But until those films screen, we're left with the early-year films that still have traction ("Beasts of the Southern Wild," "Moonrise Kingdom," "Amour," "The Intouchables"), with the heavy hitters from the Venice, Telluride and Toronto festivals ("Silver Linings Playbook," "Argo" and "The Master" foremost among them) and with the new crop.
Of the latest group of films, I'd say that both "Lincoln" and "Life of Pi" are likely Best Picture nominees, and that "Flight" should receive a number of noms that might not include picture.
"Life of Pi," which opened the NYFF, was described by TheWrap's Leah Rozen as "bravura filmmaking that combines the latest technological wizardry with heartfelt storytelling."

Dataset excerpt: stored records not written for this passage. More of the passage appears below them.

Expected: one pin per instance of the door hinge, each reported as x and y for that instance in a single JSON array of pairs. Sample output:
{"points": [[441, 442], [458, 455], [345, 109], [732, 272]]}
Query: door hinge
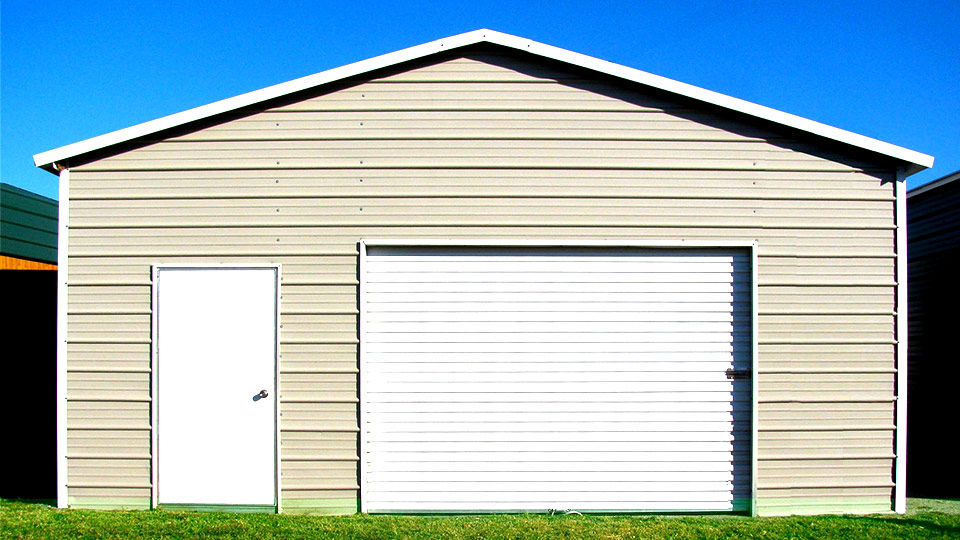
{"points": [[738, 373]]}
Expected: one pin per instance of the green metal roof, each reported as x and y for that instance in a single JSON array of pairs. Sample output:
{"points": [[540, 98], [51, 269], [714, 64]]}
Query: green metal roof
{"points": [[28, 225]]}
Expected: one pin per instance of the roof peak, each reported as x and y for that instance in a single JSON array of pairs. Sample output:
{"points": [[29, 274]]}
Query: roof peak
{"points": [[912, 161]]}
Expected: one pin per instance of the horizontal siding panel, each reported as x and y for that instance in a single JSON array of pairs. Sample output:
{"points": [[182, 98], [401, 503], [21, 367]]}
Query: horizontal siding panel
{"points": [[115, 415]]}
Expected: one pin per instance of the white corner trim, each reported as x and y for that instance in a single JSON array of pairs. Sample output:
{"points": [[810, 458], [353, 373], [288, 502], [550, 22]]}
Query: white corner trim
{"points": [[942, 181], [63, 219], [361, 387], [154, 387], [915, 160], [902, 330]]}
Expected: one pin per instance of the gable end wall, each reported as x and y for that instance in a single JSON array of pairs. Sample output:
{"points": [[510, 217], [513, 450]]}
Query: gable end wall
{"points": [[484, 147]]}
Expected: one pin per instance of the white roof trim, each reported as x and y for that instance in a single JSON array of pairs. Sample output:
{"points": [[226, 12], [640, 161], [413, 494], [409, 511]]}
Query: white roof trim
{"points": [[915, 160], [942, 181]]}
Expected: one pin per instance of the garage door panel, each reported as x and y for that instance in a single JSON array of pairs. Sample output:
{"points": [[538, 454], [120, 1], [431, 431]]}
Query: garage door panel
{"points": [[503, 377], [570, 397], [558, 305], [553, 347]]}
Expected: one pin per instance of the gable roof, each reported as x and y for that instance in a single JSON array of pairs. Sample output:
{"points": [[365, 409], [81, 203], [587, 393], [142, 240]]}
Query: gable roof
{"points": [[912, 161]]}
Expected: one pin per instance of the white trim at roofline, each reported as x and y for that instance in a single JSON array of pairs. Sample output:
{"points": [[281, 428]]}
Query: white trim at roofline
{"points": [[942, 181], [915, 161]]}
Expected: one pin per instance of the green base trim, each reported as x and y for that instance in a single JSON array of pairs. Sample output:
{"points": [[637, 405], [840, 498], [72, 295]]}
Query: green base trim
{"points": [[324, 507], [810, 506], [109, 503], [229, 508]]}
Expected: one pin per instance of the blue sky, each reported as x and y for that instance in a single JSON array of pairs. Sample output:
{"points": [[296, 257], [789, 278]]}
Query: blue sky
{"points": [[74, 70]]}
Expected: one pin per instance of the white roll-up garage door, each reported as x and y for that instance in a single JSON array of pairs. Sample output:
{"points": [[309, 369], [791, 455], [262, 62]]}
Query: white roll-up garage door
{"points": [[537, 379]]}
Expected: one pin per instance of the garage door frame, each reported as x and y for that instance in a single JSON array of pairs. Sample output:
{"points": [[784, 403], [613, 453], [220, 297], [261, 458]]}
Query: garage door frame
{"points": [[364, 244]]}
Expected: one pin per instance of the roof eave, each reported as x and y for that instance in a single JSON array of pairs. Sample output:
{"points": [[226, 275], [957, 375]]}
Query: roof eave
{"points": [[912, 161]]}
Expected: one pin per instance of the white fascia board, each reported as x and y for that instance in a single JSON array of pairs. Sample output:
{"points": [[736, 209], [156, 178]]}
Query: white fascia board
{"points": [[916, 161], [942, 181]]}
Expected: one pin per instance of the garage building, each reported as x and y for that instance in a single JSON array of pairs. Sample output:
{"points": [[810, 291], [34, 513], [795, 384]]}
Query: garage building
{"points": [[483, 274]]}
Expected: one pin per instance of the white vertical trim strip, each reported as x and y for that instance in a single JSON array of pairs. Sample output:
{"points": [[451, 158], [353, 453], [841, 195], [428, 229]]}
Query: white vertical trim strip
{"points": [[154, 473], [900, 466], [361, 331], [63, 217], [754, 385], [277, 466]]}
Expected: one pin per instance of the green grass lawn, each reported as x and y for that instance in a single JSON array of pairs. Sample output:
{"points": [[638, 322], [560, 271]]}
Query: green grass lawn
{"points": [[23, 520]]}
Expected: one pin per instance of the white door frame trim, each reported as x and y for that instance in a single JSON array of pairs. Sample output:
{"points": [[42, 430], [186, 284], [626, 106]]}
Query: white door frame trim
{"points": [[499, 243], [154, 356]]}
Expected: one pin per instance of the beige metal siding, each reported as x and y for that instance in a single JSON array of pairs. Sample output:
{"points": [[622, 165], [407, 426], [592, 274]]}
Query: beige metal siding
{"points": [[487, 147]]}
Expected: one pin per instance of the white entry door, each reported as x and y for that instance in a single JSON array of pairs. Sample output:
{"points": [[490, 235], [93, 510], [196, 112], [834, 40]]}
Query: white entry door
{"points": [[216, 355]]}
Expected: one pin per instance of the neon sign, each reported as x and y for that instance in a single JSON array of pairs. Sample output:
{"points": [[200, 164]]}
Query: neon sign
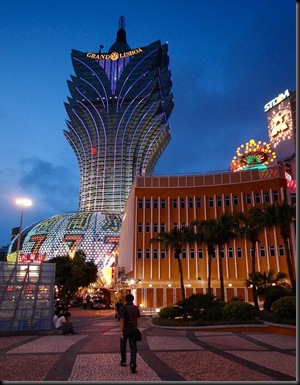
{"points": [[276, 100], [253, 155], [113, 55]]}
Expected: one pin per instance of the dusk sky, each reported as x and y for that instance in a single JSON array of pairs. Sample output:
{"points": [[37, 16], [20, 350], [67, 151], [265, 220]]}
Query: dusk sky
{"points": [[227, 59]]}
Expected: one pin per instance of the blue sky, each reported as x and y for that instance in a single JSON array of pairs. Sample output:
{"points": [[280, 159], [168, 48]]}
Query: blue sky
{"points": [[228, 59]]}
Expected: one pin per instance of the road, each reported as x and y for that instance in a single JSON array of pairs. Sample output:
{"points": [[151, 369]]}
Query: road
{"points": [[167, 355]]}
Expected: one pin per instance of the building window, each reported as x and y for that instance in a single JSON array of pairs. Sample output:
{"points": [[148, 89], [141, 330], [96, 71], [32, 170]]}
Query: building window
{"points": [[257, 198], [248, 199], [235, 200], [267, 197], [281, 250]]}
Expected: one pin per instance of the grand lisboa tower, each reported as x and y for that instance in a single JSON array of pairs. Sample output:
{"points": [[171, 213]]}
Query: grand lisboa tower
{"points": [[118, 128]]}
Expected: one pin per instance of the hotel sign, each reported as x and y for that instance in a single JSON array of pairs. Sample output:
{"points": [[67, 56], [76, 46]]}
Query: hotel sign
{"points": [[113, 55], [276, 100]]}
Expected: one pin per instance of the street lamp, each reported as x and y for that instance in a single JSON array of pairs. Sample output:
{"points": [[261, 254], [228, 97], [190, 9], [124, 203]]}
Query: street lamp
{"points": [[23, 203]]}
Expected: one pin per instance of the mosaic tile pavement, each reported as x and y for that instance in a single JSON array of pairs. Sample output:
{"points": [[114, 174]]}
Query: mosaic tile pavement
{"points": [[163, 355]]}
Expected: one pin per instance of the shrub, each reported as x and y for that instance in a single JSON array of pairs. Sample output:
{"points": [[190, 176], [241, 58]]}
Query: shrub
{"points": [[285, 307], [215, 313], [271, 294], [238, 310], [197, 305], [170, 312]]}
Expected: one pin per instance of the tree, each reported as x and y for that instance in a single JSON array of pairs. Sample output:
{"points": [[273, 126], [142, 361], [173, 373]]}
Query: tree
{"points": [[282, 216], [268, 287], [176, 240], [205, 232], [73, 273], [250, 227]]}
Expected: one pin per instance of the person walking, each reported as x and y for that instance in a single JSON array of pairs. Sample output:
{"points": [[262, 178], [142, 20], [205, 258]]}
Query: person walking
{"points": [[118, 306], [64, 324], [128, 314]]}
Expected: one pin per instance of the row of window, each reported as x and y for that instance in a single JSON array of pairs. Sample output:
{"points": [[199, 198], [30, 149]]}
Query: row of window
{"points": [[183, 255], [217, 201]]}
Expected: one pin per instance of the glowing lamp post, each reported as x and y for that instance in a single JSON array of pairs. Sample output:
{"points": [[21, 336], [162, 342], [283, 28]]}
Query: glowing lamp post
{"points": [[23, 203]]}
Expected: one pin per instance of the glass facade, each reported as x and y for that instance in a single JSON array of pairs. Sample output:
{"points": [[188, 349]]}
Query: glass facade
{"points": [[26, 296], [118, 120], [118, 128]]}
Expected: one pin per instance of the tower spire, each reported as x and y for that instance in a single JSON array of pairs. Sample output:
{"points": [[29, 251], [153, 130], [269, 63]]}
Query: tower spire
{"points": [[122, 22]]}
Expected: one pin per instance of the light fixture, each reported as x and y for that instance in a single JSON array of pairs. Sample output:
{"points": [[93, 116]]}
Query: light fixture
{"points": [[23, 202]]}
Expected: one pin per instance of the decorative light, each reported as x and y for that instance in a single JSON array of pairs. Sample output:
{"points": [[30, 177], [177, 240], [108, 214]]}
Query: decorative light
{"points": [[254, 155]]}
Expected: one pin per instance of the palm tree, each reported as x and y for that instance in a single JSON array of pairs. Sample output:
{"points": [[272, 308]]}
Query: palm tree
{"points": [[251, 225], [267, 287], [206, 233], [282, 216], [176, 239]]}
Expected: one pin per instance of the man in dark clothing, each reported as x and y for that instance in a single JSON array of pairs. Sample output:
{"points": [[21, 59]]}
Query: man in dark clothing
{"points": [[129, 313], [119, 304]]}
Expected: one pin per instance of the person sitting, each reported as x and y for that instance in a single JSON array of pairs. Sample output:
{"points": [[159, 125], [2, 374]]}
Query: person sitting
{"points": [[64, 324]]}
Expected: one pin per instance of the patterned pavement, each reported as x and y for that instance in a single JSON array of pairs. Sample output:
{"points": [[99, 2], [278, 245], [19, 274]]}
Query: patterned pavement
{"points": [[164, 355]]}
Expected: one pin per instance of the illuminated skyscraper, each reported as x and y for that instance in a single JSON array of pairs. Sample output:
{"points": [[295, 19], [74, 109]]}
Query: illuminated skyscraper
{"points": [[119, 109], [118, 128]]}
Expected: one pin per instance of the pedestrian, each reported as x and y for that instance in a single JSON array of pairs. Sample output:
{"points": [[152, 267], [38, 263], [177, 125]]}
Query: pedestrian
{"points": [[65, 324], [56, 317], [119, 304], [128, 314]]}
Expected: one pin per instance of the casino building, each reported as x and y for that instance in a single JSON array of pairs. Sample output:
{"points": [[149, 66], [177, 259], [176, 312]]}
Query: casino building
{"points": [[118, 127], [161, 203]]}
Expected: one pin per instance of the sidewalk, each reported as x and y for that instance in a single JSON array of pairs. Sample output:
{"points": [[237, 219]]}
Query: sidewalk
{"points": [[163, 355]]}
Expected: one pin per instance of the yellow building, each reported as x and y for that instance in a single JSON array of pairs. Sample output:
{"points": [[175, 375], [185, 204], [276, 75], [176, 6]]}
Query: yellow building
{"points": [[160, 203]]}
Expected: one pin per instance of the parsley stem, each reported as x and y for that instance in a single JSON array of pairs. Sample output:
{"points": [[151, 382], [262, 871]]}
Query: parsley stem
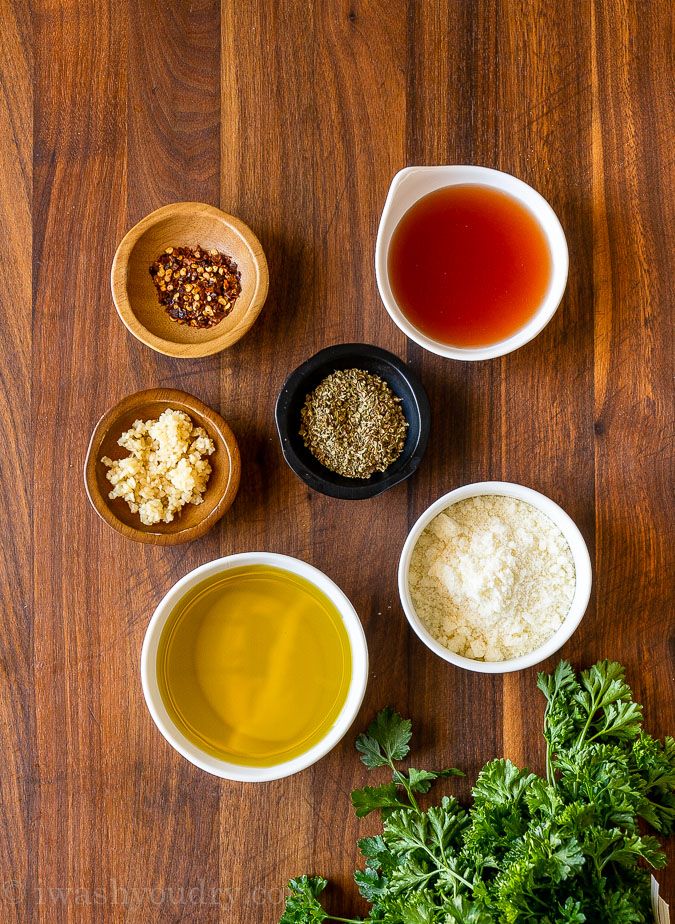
{"points": [[402, 781]]}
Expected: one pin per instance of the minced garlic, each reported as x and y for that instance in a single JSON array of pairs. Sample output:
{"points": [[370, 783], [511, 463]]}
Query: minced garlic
{"points": [[492, 578], [166, 469]]}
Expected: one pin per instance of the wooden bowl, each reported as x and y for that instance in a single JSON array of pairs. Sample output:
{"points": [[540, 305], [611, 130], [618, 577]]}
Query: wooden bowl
{"points": [[186, 224], [194, 519]]}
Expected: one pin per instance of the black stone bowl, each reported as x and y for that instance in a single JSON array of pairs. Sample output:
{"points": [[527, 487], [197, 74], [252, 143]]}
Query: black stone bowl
{"points": [[402, 382]]}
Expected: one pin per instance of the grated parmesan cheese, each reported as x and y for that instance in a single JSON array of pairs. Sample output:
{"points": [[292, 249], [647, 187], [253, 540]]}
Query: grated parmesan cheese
{"points": [[492, 578]]}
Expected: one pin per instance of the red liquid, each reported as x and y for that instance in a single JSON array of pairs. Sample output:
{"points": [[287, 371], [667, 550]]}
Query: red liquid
{"points": [[469, 265]]}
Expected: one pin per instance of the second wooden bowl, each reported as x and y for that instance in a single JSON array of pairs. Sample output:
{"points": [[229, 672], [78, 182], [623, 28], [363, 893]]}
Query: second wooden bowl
{"points": [[186, 224], [194, 519]]}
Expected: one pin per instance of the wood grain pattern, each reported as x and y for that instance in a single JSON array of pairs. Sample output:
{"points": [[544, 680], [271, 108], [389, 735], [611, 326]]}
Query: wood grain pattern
{"points": [[293, 117]]}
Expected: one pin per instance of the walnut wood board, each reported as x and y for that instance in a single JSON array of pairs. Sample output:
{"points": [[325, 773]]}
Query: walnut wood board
{"points": [[294, 116]]}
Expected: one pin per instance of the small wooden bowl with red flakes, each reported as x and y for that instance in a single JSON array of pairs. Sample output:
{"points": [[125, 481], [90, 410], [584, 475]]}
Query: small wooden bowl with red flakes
{"points": [[186, 224]]}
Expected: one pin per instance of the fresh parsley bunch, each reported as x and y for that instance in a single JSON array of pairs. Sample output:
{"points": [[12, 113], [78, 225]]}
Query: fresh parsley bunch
{"points": [[562, 850]]}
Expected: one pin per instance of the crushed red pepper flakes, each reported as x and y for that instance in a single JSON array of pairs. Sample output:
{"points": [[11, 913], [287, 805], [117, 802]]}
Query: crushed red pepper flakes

A 3D adaptation of Yann Martel's 2001 bestseller, it tackles a book that seemed all but unfilmable: the story of a teenage Indian boy nicknamed Pi (newcomer Suraj Sharma) who survives a sinking ship, only to find himself sharing his life raft with an orangutan, a wounded zebra and most notably a Bengal tiger named Richard Parker.
I'm not convinced that the film needed to be in 3D, but the visuals are stunning and the effects startling; it's the story itself that occasionally presents problems.
Particularly troublesome is the framing device of having a grown-up Pi (Irfan Khan) tell his story to a reporter. The conceit is clunky, and it slows down the film's momentum – but it's also necessary that we know from the start that what we're seeing is one person's version of what happened on the open sea. I didn't like the framing device, but I don't see how Lee and screenwriter David Magee could have done without it; it lays the groundwork for a crucial third-act twist that I thought was handled exceptionally well, thanks largely to Khan's moving performance.
As dazzling as it is in places, I don't think "Life of Pi" will get the across-the-board support it needs to win – but the people who love it tend to love it with a passion, which is exactly what a film needs to land a Best Picture nomination under the Academy's preferential system.
"Lincoln," which officially premieres as the closing-night attraction of the AFI Fest on Nov. 8 but screened in New York in what was billled as an unfinished version, is afflicted with none of the grandiosity and schmaltz that to my mind sunk Spielberg's 2011 film "War Horse." (Oscar voters, it must be said, disagreed with me; they rewarded that movie with a best-pic nod last year.)
TheWrap will have a full review of the film when it opens — but for now, I'll just say that its Oscar chances look good. Apart from the brutal but brief battle scene that opens the film, "Lincoln" focuses on the war that took place in the House of Representatives in early 1865, not the one that was being waged on battlefields in the South. Talky, slow and internal in a way that might hurt its chances of winning, it is also the rich and resonant chronicle of a tired, beaten-down Lincoln risking all his political capital to pass the Thirteenth Amendment, which will abolish slavery.
Playing Abraham Lincoln, two-time winner Day-Lewis is utterly commanding and absolutely undeniable as a charismatic and pragmatic man who has been beaten down by years of civil war and political fights. And crucially, the world-weariness and pain that Day-Lewis shows in every frame helps save Spielberg from his worst impulses toward grandiosity and overstatement.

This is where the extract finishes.